What is right for us individually, is right for us collectively also. Families,
municipal communities and communities of faith, governments, interest
groups, organizations great and small--Thy kingdom come, in and
through us all. Like the seed in the field, and the leaven in the dough,
so the kingdom of heaven permeates throughout and grows to produce
much fruit. Wherever God reigns, there is compassion, much sharing,
and joy. Everything that is not of God, ends.

Just as God has prepared a way for us to come to him, so we, if we
choose to do so, can prepare a way for God to come to us. The Old
Testament prophet, Isaiah, used the image of preparing a highway for
our God. Build it with joy and anticipation; and the kingdom of heaven
will come to you, and through you, to the world.


Use the following questions for small groups, journaling, further
study or reflection.


Icebreaker: State one area of your life where your word is,
                   or you wish it were, the law.


What images of kings and kingdoms do you have?
            How is the kingdom of heaven different from kingdoms in this world?
            By what means does God's kingdom advance or decline?


In "the land of the free and the home of the brave", we prefer independence
and democracy. We decide our own fate, make our own rules and do our
own thing.
            How does our penchant for self-rule influence our thinking about the
                        term, "the kingdom of heaven"?
            State one good reason why we should surrender our desires to
                        God's law of peace and goodwill for all?
            Do you submit to God's way in some areas, but retain control of others?


There's a song (written by Geo Matteson) in the Methodist Hymnal which reads:
            "Make me a captive, Lord, and then I shall be free.
            Force me to render up my sword, and I shall conqueror be.
            I sink in life's alarms when by myself I stand;
            Imprison me within thine arms, and strong shall be my hand."
Three more verses express similar paradoxes.
            What does the message of this song say to you, and about you?


Thomas Watson lived from 1620-1686. He spoke of the kingdom of God
on earth as the kingdom of grace, and the future promise of heaven as the
kingdom of glory. He wrote, "At Athens there were two temples, a temple
of virtue and a temple of honor; and there was no going into the temple of
honor, but through the temple of virtue; so the kingdoms of grace and glory
are so closely joined together, that we cannot go into the kingdom of glory
but through the kingdom of grace."
            What do these thoughts add to our prayer, "Thy kingdom come."?
            If we cannot learn to live in peace on earth, is it reasonable to expect
                        we will live together peacefully in heaven?
Ponder/React to this--Jesus told us to change now, not wait till we get to heaven.

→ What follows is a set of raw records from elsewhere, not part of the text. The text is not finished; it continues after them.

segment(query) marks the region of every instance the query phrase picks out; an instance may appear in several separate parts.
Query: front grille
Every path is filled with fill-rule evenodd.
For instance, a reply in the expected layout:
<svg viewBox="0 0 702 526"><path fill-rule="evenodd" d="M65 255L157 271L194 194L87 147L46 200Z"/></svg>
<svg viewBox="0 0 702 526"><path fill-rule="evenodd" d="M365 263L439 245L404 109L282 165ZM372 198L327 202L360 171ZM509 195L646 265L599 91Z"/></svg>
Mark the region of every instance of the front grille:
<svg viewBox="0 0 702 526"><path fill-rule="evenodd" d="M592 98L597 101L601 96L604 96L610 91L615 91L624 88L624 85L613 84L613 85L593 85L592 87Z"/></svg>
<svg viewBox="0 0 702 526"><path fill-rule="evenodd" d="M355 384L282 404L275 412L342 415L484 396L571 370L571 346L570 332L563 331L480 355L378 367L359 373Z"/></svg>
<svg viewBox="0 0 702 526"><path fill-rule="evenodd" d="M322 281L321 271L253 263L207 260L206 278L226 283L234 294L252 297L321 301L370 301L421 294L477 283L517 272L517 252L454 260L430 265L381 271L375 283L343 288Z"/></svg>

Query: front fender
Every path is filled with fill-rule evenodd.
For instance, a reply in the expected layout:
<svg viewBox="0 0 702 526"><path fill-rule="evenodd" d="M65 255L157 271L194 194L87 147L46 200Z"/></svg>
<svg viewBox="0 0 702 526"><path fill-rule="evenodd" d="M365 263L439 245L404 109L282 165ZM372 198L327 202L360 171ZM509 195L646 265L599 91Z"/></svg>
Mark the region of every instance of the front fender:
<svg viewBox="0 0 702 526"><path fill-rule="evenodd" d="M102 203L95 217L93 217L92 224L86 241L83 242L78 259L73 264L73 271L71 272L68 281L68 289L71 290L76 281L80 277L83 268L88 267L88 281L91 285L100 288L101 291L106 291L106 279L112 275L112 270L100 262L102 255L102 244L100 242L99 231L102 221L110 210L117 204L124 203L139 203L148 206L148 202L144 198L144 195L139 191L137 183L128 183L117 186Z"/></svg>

The purpose of Jesus' ministry on earth was to bring on the reign of God.
            How did Jesus go about doing this?
When Jesus departed, he commanded his disciples to continue his work.
            What gifts and abilities has God given you to use in bringing the light
                        and life of God's kingdom into your everyday routines?
            How do you contribute to this goal locally, nationally or internationally?


What can you do to prepare a road for God to come and rule among us?